She had sensibly taken her landlady, old Mrs. Dimmick, into her confidence, and pleased to be part of the little intrigue, and perhaps pleased as well to rent her two best rooms to this charming stranger, the old lady protected the secret gallantly. It was all much more simple than Rachael had feared it would be. Nobody questioned her, nobody indeed paid attention to her; she wandered about in a blissful isolation as good for her tired soul as was the primitive life she led for her tired body.
Yet every one of the idle days left its mark upon her spirit; gradually a great many things that had seemed worth while in the old life showed their true and petty and sordid natures now; gradually the purifying waters of solitude washed her soul clean. She began to plan for the future—a future so different from the crowded and hurried past!
Warren Gregory’s letters came regularly, postmarked London, Paris, Rome. They were utterly and wholly satisfying to Rachael, and they went far to make these days the happiest in her life. Her heart would throb like a girl’s when she saw, on the little drop-leaf table in the hallway, the big square envelope addressed in the doctor’s fine hand; sometimes—again like a girl—she carried it down to the beach before breaking the seal, thrilled with a thousand hopes, unready to put them to the test. Yesterday’s letter had said: “My dearest,”—had said: “Do you realize that I will see you in five weeks?” Could to-day’s be half as sweet?

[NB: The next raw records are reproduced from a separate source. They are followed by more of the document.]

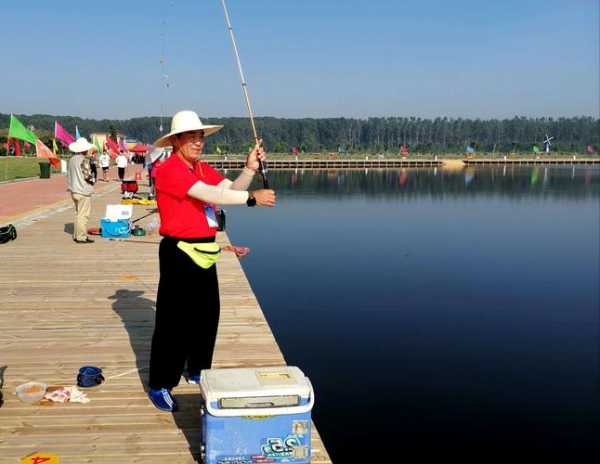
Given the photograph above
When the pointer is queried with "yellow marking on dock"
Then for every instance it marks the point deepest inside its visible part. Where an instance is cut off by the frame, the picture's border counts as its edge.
(64, 305)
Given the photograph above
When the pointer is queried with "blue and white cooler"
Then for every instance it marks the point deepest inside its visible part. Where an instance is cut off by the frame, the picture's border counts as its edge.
(256, 416)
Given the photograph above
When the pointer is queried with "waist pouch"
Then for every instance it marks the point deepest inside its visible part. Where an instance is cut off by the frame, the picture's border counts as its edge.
(8, 233)
(204, 255)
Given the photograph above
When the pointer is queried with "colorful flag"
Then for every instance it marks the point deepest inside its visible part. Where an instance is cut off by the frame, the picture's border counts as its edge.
(17, 130)
(98, 145)
(112, 146)
(62, 135)
(17, 147)
(42, 151)
(123, 145)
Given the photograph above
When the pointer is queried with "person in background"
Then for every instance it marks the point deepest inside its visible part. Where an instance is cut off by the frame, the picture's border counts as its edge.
(93, 153)
(80, 181)
(104, 164)
(187, 304)
(122, 162)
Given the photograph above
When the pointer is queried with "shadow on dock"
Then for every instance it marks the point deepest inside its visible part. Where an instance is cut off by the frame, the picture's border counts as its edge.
(137, 314)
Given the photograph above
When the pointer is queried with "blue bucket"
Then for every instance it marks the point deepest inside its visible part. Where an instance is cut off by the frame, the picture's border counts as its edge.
(89, 376)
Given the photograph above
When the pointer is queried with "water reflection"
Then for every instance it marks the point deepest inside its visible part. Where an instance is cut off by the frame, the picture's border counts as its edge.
(409, 183)
(443, 312)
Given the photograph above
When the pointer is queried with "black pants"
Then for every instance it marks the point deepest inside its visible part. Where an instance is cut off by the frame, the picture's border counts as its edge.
(187, 316)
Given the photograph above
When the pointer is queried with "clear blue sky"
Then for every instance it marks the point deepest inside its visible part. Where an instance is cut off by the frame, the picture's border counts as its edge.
(309, 58)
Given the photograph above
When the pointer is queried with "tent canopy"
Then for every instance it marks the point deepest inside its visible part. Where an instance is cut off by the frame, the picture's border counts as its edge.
(139, 148)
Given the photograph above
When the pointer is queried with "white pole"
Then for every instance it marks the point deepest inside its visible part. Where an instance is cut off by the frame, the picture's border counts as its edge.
(245, 90)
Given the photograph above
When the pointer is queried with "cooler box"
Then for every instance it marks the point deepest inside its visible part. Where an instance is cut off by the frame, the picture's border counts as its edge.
(257, 415)
(120, 228)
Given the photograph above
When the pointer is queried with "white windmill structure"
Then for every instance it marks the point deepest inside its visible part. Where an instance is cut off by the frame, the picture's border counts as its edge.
(548, 144)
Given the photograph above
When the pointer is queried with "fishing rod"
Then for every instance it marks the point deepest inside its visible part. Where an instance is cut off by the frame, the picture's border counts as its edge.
(261, 167)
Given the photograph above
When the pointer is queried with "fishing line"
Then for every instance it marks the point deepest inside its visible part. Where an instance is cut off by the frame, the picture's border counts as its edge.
(165, 83)
(261, 167)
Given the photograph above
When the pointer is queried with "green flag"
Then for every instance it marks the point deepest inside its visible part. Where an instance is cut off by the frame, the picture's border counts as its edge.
(17, 130)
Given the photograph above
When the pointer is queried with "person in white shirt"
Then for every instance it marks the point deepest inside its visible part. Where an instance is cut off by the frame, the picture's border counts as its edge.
(104, 164)
(121, 165)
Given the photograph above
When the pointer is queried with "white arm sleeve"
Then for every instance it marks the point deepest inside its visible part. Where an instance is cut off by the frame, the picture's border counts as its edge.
(220, 194)
(244, 180)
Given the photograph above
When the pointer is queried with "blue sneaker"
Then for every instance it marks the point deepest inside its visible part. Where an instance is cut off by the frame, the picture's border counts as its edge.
(193, 379)
(163, 400)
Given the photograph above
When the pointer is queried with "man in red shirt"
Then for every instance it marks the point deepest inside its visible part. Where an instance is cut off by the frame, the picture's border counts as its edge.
(187, 303)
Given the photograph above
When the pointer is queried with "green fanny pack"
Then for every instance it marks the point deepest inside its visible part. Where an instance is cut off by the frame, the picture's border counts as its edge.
(204, 255)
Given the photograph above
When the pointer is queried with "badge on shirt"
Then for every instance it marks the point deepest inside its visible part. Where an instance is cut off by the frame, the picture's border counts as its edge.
(211, 217)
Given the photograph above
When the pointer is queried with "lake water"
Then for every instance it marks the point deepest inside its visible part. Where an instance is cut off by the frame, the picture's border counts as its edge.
(447, 315)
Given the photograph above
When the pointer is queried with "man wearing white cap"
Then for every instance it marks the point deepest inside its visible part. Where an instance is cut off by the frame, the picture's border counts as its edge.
(187, 303)
(81, 185)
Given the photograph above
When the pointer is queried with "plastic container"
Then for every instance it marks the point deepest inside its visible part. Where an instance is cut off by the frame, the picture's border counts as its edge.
(256, 415)
(31, 391)
(115, 229)
(152, 227)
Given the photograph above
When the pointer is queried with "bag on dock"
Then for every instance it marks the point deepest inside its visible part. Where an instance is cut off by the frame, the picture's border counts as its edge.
(8, 233)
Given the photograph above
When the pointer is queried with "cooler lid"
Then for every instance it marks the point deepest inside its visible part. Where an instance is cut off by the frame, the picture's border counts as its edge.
(256, 382)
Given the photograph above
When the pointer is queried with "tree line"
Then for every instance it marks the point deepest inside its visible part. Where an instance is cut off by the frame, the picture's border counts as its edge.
(375, 135)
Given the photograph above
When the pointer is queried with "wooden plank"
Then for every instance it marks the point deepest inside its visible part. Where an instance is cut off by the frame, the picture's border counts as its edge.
(65, 305)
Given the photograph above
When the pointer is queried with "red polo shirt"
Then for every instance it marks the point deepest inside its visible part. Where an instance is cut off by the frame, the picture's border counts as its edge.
(182, 216)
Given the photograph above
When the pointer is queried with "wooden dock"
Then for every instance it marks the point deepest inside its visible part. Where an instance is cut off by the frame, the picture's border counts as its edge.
(64, 305)
(532, 161)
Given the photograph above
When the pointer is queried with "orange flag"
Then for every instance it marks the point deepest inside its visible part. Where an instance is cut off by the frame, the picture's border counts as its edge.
(42, 151)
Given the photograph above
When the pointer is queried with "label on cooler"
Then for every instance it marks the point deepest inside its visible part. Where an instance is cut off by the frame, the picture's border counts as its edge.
(291, 448)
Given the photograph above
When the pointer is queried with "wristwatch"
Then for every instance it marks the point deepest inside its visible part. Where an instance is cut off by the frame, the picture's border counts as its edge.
(251, 201)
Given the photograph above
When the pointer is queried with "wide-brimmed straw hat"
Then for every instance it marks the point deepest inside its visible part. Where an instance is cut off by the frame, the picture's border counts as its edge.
(185, 121)
(80, 145)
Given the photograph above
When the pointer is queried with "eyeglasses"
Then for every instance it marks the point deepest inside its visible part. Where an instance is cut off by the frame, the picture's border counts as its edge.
(195, 136)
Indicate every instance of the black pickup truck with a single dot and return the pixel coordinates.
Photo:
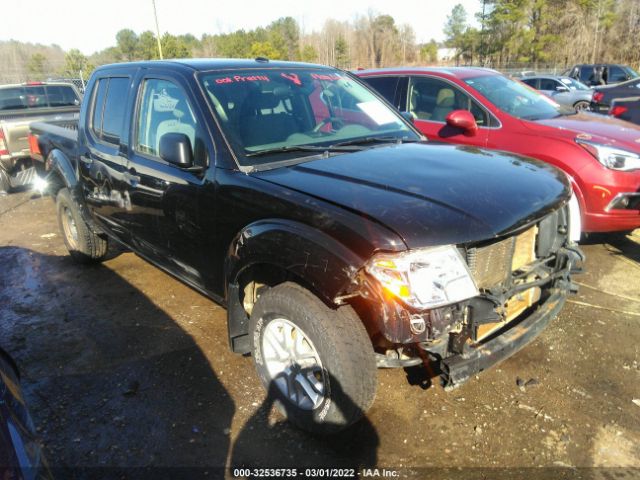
(337, 238)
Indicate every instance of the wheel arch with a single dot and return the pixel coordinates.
(61, 172)
(269, 252)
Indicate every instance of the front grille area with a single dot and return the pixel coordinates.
(492, 265)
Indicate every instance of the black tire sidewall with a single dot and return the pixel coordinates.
(306, 419)
(90, 248)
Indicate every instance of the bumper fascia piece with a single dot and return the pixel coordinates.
(459, 368)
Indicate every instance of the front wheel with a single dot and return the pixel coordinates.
(84, 245)
(317, 363)
(582, 106)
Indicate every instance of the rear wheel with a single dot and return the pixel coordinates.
(316, 363)
(5, 183)
(84, 245)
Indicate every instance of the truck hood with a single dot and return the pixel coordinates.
(599, 128)
(432, 194)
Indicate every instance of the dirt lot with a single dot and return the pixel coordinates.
(124, 367)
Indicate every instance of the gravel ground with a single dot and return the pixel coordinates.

She was never disappointed. The strong tide of his devotion for her rose steadily through letter after letter; in August the glowing letters of July seemed cold by contrast, in September every envelope brought her a flaming brand to add to the fires that were beginning to blaze within her. In late September there was an interval; and Rachael told herself that now he was on the ocean—now he was on the ocean—
By this time the digging babies were gone, the beach was almost deserted. Little office clerks, men and women, coming down for the two weeks of rest that break the fifty of work, still arrived on the late train Saturday, and went away on the last train two weeks from the following Sunday, but there were no more dances at the one big hotel, and some of the smaller hotels were closed. The tall, plain, attractive woman—with the three children and the baby, who drove over from Clark’s Hills every day, and, who, for all her graying hair and sun-bleached linens, seemed to be of Rachael’s own world—still brought her shrieking and splashing trio to the beach, but she had confided to Mrs. Dimmick, who had known her for many summers, that even her long holiday was drawing to a close. Mrs. Dimmick brought extra blankets down from the attic, and began to talk of seeing her daughter in California. Rachael, drinking in the glory of the dying summer, found each day more exquisite than the last, and gratified her old hostess by expressing her desire to spend all the rest of her life in Quaker Bridge.